Could you please help me to solve this problem?

Take the following R example (I draw partially from the package PearsonDS):

The density is

dpearson4 <- function (x, m, nu, location, scale, log = FALSE) 
{
        k <- 2* Re(gsl::lngamma_complex(m + (nu/2) *(0+1i) ) ) - lgamma(m) - log(scale) - lgamma(m - 0.5) - lgamma(0.5)

        return(exp(k - m * log(1 + ((x - location)/scale)^2) - nu * atan((x - location)/scale)))

}

while the log-likelihood function can be written as:

LL <- function(theta, x){
  m <- theta[1]
  nu <- theta[2]
  location <- theta[3]
  scale <- theta[4]

  tmp <- -sum(log(dpearson4(x, m, nu, location, scale, log = FALSE)))

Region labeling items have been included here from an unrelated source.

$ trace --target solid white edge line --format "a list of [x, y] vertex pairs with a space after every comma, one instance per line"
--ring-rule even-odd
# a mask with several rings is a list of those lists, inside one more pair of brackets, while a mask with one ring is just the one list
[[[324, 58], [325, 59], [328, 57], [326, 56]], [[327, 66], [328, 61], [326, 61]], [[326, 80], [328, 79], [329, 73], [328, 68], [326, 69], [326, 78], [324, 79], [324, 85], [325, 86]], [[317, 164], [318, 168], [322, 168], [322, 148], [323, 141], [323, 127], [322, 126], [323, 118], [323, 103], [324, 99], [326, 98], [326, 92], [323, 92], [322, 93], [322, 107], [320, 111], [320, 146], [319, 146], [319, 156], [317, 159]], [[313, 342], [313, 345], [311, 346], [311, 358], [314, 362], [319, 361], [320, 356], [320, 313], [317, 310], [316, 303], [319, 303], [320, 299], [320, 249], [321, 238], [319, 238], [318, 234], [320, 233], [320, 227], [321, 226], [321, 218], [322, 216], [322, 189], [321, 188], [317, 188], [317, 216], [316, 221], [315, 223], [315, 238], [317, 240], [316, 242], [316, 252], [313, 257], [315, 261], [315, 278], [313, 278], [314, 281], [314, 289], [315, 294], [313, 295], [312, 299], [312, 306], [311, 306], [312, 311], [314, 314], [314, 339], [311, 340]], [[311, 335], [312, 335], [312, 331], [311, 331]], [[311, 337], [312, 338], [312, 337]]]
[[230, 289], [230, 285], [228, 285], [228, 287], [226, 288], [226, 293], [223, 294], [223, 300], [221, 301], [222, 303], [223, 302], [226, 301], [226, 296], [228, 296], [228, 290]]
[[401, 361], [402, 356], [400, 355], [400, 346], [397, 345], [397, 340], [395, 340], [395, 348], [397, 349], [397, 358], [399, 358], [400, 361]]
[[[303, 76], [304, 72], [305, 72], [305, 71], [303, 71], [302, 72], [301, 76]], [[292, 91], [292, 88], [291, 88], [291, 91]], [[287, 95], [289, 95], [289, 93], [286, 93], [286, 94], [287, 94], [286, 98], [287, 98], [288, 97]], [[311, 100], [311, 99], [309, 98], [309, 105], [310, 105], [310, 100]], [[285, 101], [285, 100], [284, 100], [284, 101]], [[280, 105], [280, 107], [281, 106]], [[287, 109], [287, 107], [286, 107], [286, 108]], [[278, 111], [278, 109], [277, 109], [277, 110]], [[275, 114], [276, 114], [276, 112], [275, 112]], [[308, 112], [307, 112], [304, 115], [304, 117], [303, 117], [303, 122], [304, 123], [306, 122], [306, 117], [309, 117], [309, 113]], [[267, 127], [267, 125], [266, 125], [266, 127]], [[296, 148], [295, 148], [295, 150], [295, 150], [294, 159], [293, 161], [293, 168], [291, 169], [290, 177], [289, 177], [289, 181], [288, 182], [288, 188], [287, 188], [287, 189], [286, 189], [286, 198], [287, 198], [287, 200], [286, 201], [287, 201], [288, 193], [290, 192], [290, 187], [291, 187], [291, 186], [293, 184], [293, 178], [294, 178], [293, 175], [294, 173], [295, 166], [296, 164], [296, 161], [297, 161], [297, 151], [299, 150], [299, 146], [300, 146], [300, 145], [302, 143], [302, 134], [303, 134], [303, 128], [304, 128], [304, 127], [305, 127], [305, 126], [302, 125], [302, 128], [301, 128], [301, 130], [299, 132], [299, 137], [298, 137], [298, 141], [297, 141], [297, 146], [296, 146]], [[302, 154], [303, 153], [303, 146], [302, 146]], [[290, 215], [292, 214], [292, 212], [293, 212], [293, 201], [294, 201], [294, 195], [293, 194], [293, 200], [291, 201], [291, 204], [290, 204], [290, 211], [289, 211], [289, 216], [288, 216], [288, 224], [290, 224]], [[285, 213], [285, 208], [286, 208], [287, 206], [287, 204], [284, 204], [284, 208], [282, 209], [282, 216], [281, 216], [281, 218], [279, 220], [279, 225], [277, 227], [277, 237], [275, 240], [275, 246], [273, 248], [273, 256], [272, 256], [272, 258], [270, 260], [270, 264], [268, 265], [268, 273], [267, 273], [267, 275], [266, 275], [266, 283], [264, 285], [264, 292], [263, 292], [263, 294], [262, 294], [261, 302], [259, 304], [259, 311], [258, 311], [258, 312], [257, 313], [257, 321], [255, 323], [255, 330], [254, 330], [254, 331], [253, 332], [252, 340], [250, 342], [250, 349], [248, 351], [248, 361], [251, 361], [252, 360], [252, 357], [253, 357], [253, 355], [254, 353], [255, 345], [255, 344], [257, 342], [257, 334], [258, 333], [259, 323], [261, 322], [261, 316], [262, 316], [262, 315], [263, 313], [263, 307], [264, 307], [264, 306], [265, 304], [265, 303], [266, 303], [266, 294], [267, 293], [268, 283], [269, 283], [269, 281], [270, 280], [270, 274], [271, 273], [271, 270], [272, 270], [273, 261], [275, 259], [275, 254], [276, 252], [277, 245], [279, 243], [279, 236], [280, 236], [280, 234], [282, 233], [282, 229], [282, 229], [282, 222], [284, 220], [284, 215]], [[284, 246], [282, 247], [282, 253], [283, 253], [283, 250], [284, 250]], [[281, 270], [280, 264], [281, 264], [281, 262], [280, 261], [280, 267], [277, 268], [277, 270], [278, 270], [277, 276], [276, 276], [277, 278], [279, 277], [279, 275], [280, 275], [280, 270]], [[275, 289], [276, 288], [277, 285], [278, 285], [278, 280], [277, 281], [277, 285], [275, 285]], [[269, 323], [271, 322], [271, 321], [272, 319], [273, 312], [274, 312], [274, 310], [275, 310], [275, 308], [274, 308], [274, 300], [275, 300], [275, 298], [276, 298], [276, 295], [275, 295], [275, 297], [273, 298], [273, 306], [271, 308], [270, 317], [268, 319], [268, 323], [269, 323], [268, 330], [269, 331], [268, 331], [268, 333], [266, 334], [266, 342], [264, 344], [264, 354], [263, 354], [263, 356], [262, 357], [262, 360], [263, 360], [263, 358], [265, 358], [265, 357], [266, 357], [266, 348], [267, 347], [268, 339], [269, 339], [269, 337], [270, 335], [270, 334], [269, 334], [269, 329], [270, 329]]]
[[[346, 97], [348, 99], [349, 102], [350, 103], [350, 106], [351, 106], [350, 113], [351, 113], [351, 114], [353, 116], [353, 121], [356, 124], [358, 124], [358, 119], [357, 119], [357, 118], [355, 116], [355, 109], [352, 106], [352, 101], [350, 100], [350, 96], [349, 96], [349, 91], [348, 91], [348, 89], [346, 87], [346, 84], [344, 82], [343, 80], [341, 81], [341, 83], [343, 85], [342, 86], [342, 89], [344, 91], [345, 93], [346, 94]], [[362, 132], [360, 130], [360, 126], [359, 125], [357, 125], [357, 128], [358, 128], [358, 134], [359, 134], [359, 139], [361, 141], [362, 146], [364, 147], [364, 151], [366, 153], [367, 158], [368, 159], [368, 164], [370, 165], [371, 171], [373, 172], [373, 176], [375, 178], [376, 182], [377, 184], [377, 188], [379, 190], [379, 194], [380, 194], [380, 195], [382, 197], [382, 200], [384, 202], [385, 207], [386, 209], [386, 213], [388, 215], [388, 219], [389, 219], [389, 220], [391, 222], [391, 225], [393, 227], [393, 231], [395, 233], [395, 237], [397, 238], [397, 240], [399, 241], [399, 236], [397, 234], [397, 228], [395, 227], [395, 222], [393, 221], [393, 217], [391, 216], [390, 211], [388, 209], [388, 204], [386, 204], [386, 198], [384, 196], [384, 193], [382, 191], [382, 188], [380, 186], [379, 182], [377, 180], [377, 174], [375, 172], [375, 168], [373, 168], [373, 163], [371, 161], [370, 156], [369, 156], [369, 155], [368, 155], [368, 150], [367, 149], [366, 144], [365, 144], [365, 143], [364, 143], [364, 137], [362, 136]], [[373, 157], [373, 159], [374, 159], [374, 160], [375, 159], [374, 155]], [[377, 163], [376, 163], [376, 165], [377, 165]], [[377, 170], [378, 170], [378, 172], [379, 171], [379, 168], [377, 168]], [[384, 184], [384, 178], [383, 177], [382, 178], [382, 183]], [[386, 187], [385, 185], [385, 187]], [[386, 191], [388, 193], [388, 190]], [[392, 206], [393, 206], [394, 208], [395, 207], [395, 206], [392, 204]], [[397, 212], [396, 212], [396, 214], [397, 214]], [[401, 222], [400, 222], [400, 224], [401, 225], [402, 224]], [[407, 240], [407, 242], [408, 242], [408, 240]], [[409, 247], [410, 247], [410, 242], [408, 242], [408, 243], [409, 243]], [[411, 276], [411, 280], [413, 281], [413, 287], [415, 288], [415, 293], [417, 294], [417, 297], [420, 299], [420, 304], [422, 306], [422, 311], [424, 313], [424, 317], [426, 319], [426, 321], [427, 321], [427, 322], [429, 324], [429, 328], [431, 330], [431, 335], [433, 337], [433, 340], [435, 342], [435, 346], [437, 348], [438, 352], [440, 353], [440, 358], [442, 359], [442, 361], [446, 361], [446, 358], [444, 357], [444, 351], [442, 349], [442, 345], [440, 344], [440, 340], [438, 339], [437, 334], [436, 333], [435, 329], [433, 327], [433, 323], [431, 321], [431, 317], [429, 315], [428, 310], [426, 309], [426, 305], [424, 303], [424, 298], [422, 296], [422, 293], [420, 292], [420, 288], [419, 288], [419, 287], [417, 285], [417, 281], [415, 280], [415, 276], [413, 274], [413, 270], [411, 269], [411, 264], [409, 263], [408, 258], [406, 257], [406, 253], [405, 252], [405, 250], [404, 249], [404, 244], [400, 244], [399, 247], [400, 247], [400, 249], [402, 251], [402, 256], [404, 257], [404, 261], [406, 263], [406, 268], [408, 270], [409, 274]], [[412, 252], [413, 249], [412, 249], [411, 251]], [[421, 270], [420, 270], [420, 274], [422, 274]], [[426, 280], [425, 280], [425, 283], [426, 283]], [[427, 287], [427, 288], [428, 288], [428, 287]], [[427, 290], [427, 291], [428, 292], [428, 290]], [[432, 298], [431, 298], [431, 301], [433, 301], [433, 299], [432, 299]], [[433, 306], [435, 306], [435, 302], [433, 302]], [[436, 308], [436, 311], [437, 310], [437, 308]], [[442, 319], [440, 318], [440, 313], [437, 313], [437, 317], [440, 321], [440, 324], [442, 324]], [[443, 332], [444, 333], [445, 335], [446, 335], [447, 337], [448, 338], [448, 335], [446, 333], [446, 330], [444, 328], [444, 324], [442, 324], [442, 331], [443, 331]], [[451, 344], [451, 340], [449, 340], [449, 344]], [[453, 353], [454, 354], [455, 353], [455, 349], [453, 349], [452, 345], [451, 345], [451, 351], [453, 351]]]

  if (is.na(tmp)) +Inf else tmp
  return(sum(tmp))
}

I generate a dummy dataset as follows (I use the rpearson function in the PearsonDS package)

set.seed(123)
x <- rpearsonIV(1000, 5, 5, 6, 6)

I start my search setting seeds using the built in ML function in PearsonDS

param <- pearsonFitML(x)[-1] 

which gives,

>param
$m
[1] 5.383121

$nu
[1] 5.779641

$location
[1] 6.259333

$scale
[1] 6.041999

However, this function does not return the Hessian so to estimate the variance-covariance matrix I run the maximum likelihood algorithm using the output of pearsonFitML as seeds

control.list <- list(maxit = 100000, factr=1e-12)#, fnscale = 1000)
  fit <- optim(par = param, 
               fn = LL, 
               hessian = TRUE, 
               method = "L-BFGS-B",
               lower = c(0.51,-Inf,-Inf,0.1),
               upper = c(Inf,Inf,Inf,Inf),
               control = control.list,
               x = x)

The output is:

solve(-fit$hessian)
                 m        nu   location      scale
m        -1.830761 -3.290973 -1.2920021 -1.0307047
nu       -3.290973 -6.941729 -2.8530122 -1.6134873
location -1.292002 -2.853012 -1.1963544 -0.6144129
scale    -1.030705 -1.613487 -0.6144129 -0.6599055
qr(fit$hessian)$rank
[1] 4
fit$par
       m       nu location    scale 
5.383123 5.779641 6.259333 6.042000 

The standard errors of the parameters are (approximately) equal to the square root of the diagonal entry of the inverse of the negative Hessian at the true value. Does this invalidate my estimate or is there an issue somewhere else? Thank you.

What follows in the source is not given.